"Dê troco a quem precisa" volta às farmácias para garantir acesso a medicamentos
Programa desafia os clientes de farmácias a doar o troco de uma compra a favor de pessoas ou famílias em situação económica vulnerável.
Se nas próximas duas semanas lhe sugerirem na farmácia a doação do troco de uma compra, não estranhe: começa esta segunda-feira a 13.ª edição da campanha "Dê troco a quem precisa", cujo objetivo é garantir o acesso de pessoas em situação vulnerável a medicamentos que, mesmo comparticipados, não conseguem comprar.
A iniciativa da Associação Dignitude engloba o fundo do Programa abem e ajuda pessoas ou famílias referenciadas a ter "acesso a toda a medicação que lhe seja prescrita, desde que ela seja comparticipada", explica a presidente da associação, Maria João Toscano.
Se o medicamento em causa "for comparticipado pelo Serviço Nacional de Saúde", o programa comparticipa "o remanescente, que seria aquilo que era pago por cada um de nós quando vai comprar um medicamento comparticipado à farmácia.

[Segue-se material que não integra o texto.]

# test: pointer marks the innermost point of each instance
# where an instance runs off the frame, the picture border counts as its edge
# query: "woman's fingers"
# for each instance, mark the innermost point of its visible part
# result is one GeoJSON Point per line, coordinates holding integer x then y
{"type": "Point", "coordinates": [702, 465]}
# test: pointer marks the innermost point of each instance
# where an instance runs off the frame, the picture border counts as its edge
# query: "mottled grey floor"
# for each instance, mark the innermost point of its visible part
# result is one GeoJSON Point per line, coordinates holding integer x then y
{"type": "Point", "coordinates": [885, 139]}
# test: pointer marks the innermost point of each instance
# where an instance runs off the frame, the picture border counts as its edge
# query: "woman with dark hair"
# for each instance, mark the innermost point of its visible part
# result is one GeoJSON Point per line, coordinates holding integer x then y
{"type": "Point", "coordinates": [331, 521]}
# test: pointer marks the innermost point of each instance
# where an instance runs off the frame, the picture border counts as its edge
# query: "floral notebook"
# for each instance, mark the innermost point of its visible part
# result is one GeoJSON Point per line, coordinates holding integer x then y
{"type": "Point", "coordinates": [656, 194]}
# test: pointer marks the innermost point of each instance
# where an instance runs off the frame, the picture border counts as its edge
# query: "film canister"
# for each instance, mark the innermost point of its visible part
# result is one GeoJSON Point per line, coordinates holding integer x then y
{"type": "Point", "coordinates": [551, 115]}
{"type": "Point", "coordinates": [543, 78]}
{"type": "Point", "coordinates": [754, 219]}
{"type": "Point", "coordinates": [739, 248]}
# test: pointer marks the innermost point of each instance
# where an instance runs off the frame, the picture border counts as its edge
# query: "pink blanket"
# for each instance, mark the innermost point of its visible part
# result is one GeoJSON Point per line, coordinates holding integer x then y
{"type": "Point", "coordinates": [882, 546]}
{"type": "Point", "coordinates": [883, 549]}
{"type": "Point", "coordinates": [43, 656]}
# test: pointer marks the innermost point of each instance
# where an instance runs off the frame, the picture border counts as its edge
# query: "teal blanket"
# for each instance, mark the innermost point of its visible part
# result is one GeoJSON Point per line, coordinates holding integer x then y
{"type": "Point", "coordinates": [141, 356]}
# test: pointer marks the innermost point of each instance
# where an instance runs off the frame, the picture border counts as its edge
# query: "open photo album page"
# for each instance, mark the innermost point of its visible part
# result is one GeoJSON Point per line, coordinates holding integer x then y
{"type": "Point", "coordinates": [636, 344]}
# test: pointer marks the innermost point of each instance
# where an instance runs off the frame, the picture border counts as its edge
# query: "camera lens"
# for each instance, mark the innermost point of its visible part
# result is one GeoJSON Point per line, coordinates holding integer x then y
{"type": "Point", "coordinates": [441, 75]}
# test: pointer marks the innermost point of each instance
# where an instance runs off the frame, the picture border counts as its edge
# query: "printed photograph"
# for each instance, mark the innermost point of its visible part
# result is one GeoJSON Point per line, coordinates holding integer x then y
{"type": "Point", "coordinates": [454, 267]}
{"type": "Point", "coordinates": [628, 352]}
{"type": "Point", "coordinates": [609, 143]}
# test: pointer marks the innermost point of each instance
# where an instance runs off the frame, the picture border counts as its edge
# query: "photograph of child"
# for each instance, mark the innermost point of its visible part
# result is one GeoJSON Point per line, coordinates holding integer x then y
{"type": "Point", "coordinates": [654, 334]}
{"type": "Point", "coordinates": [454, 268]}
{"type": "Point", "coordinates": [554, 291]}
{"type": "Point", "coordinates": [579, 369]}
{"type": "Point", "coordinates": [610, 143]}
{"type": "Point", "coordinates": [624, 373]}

Há uma parte que o Estado financia e uma parte que é suportada por nós: essa parte suportada por nós é aquilo que o Programa abem suporta".
Trabalhar não chega
Maria João Toscano ressalva que, "contrariamente àquilo que muita gente pensa", este programa não apoia "maiores de 65 anos", mas sim principalmente "pessoas em idade ativa, ou seja, entre os 18 e os 64 anos": 64% dos apoiados têm este perfil e "mesmo trabalhando não conseguem, com dignidade, fazer face a uma necessidade primária que é o acesso ao medicamento".
Para serem elegíveis, as famílias ou pessoas ajudadas têm de ter "rendimentos per capita iguais ou inferiores a 60% do Indexante dos Apoios Sociais (IAS)", ou seja, a 313,50 euros, o correspondente a 60% do atual IAS de 522,50 euros em 2025.
Quanto ao valor médio dos donativos, a responsável reconhece que "vai variando", mas a média "está entre 50 e 70 cêntimos" e, embora alguns dos participantes cheguem a doar "5 euros ou 10 euros", sublinha que "estamos a falar, de facto, do troco".
Já os medicamentos mais levantados pelas pessoas ou famílias ajudadas encontram eco nas compras típicas dos doentes portugueses e dividem-se em "três grandes grupos: o relativo às doenças metabólicas, diabetes e por aí fora, a componente dos cardiovasculares, hipertensões e colesterol elevado, e o sistema nervoso central".
Crescer é desafio
Apesar de já contar com 13 edições e de chegar a todo o continente e ilhas, o programa ainda não cobre todos os concelhos do país, estando neste momento em 172 dos 308, o que se traduz numa taxa de 55,8%. Chegar a mais territórios é um desafio identificado por Maria João Toscano, que vê o programa "saudável", mas a precisar de "crescer".
"Isso só pode ser feito se houver parceiros de terreno para se juntarem, nós não entramos num território onde não tenhamos alguém que possa, por nós, identificar, avaliar e referenciar as famílias porque nós não conhecemos a realidade de cada território", o que compõe "o principal desafio" do programa.
Para a presidente da Dignitude, este programa tem ainda uma componente de ajuda à totalidade da população porque ao permitir que as pessoas em situação mais vulnerável possam "controlar a sua doença", evitam "idas às urgências e internamentos hospitalares", reduzindo a dívida "ao nível do Serviço Nacional de Saúde".
"Estamos a tentar de alguma forma que as pessoas não avancem naquilo que é o descontrolo da sua doença, que depois é muito mais onerosa, não só em termos pessoais como para o Estado no geral, e o financiamento somos nós que fazemos todos", nota.
Doações alternativas
Além dos donativos nas farmácias, o programa também aceita doações online através do site https://abem.dignitude.org/ e por MB Way ou transferência bancária, com possibilidade de emissão de recibo em qualquer um dos cenários. Nas farmácias, "é importante que as pessoas, se quiserem receber o recibo, deixem na farmácia o e-mail e número de contribuinte", de forma a receberem posteriormente o documento.
Os beneficiários com cartão abem podem dirigir-se a mais de 1200 farmácias em todo o país para serem apoiados na compra de medicação comparticipada.
A edição deste ano da campanha "Dê troco a quem precisa" começa esta segunda-feira, 26 de maio, e estende-se por duas semanas até ao dia 06 de junho.